At the moment I'm studying threads and how could accomplish logging from multiple threads with a single writer (file handle). So I wrote the following code based on tutorials and reading various articles.
Thank you very much for your time, bellow is the source (currently for learning purposes everything is inside main.cpp).
#include <iostream>
#include <fstream>
#include <thread>
#include <string>
static const int THREADS_NUM = 8;
class Logger
{
public:
Logger(const std::string &path) : filePath(path)
{
this->logFile.open(this->filePath);
}
void write(const std::string &data)
{
this->logFile << data;
}
private:
std::ofstream logFile;
std::string filePath;
};
void spawnThread(int tid, std::shared_ptr<Logger> &logger)
{
std::cout << "Thread " + std::to_string(tid) + " started" << std::endl;
logger->write("Thread " + std::to_string(tid) + " was here!\n");
};
int main()
{
std::cout << "Master started" << std::endl;
std::thread threadPool[THREADS_NUM];
auto logger = std::make_shared<Logger>("test.log");
for (int i = 0; i < THREADS_NUM; ++i)
{
threadPool[i] = std::thread(spawnThread, i, logger);
threadPool[i].join();
}
return 0;
}
PS1: In this scenario there will always be only 1 file handle open for threads to log data.

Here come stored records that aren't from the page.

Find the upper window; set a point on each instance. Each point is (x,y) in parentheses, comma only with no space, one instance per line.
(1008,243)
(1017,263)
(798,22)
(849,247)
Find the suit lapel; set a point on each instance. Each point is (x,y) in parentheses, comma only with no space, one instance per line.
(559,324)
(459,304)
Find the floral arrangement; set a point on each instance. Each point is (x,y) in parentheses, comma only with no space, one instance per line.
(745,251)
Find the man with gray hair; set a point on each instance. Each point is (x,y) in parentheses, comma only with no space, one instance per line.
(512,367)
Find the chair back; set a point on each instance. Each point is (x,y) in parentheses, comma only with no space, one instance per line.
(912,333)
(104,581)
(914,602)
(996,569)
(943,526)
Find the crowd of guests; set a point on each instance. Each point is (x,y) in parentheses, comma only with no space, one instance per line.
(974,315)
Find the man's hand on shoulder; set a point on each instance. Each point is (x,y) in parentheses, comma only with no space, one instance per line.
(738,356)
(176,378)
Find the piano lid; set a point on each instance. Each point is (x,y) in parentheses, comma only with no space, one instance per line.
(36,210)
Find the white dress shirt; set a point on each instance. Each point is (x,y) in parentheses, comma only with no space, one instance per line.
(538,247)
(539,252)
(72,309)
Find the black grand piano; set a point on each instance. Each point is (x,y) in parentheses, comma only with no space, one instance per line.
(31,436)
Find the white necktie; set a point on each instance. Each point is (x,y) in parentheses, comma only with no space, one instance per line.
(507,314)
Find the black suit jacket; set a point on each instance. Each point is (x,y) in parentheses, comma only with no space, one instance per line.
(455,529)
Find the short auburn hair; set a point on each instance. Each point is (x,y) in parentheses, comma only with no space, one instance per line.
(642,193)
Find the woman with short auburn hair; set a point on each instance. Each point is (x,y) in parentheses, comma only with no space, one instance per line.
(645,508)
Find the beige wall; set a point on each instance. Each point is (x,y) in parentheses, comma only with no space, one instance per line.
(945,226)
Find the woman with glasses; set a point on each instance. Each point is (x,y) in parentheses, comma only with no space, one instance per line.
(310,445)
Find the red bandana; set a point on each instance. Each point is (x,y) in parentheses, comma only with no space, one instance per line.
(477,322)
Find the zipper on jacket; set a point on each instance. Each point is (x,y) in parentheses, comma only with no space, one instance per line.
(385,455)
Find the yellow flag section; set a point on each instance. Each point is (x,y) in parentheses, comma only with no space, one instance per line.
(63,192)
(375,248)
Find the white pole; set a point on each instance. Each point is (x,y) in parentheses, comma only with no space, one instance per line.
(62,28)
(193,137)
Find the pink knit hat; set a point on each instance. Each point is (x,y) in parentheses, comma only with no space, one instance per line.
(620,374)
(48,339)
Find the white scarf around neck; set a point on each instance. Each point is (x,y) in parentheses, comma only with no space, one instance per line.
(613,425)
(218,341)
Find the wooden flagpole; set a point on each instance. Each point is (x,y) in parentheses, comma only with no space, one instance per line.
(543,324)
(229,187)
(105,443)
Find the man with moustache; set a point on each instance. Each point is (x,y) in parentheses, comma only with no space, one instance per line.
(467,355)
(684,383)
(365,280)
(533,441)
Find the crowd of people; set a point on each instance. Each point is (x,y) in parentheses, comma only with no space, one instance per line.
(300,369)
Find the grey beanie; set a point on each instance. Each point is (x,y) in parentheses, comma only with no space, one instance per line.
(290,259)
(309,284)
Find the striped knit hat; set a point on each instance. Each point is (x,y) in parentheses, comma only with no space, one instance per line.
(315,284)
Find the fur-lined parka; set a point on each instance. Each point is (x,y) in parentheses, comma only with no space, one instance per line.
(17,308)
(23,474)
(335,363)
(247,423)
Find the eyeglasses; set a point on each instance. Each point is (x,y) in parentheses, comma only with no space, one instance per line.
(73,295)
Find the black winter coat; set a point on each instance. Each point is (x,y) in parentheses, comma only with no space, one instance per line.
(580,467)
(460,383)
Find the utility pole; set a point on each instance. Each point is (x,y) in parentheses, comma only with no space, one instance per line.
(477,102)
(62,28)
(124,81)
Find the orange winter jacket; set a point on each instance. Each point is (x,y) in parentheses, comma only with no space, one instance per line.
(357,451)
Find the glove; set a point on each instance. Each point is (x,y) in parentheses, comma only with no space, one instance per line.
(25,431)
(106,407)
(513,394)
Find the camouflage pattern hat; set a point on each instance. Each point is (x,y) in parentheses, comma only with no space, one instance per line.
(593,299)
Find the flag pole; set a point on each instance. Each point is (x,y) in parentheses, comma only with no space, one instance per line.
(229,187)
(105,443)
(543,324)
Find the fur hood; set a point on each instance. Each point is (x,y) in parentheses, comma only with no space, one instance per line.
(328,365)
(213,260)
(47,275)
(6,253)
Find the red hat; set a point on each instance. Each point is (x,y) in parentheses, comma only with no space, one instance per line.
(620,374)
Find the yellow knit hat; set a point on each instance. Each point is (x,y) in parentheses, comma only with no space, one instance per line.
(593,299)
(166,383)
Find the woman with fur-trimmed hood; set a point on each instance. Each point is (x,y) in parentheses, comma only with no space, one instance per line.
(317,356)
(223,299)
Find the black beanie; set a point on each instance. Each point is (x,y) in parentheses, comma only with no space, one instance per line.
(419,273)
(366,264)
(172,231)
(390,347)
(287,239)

PS2: The file handle ideally should close right before the program exits... Should it be done in Logger destructor?
UPDATE
The current output with 1000 threads is the following:
Thread 0 was here!
Thread 1 was here!
Thread 2 was here!
Thread 3 was here!
.
.
.
.
Thread 995 was here!
Thread 996 was here!
Thread 997 was here!
Thread 998 was here!
Thread 999 was here!
I don't see any garbage so far...
My First question and request would be to point out any bad practices / mistakes that I have overlooked (although the code works with VC 2015).
Subjective, but the code looks fine to me. Although you are not synchronizing threads (some std::mutex in logger would do the trick).
Also note that this:
std::thread threadPool[THREADS_NUM];
auto logger = std::make_shared<Logger>("test.log");
for (int i = 0; i < THREADS_NUM; ++i)
{
threadPool[i] = std::thread(spawnThread, i, logger);
threadPool[i].join();
}
is pointless. You create a thread, join it and then create a new one. I think this is what you are looking for:
std::vector<std::thread> threadPool;
auto logger = std::make_shared<Logger>("test.log");
// create all threads
for (int i = 0; i < THREADS_NUM; ++i)
threadPool.emplace_back(spawnThread, i, logger);
// after all are created join them
for (auto& th: threadPool)
th.join();
Now you create all threads and then wait for all of them. Not one by one.
Secondly and this is what is my main concern is that I'm not closing the file handle, and I'm not sure If that causes any issues. If it does when and how would be the most appropriate way to close it?
And when do you want to close it? After each write? That would be a redundant OS work with no real benefit. The file is supposed to be open through entire program's lifetime. Therefore there is no reason to close it manually at all. With graceful exit std::ofstream will call its destructor that closes the file. On non-graceful exit the os will close all remaining handles anyway.
Flushing a file's buffer (possibly after each write?) would be helpful though.
Lastly and correct me if I'm wrong I don't want to "pause" a thread while another thread is writing. I'm writing line by line each time. Is there any case that the output messes up at some point?
Yes, of course. You are not synchronizing writes to the file, the output might be garbage. You can actually easily check it yourself: spawn 10000 threads and run the code. It's very likely you will get a corrupted file.
There are many different synchronization mechanisms. But all of them are either lock-free or lock-based (or possibly a mix). Anyway a simple std::mutex (basic lock-based synchronization) in the logger class should be fine.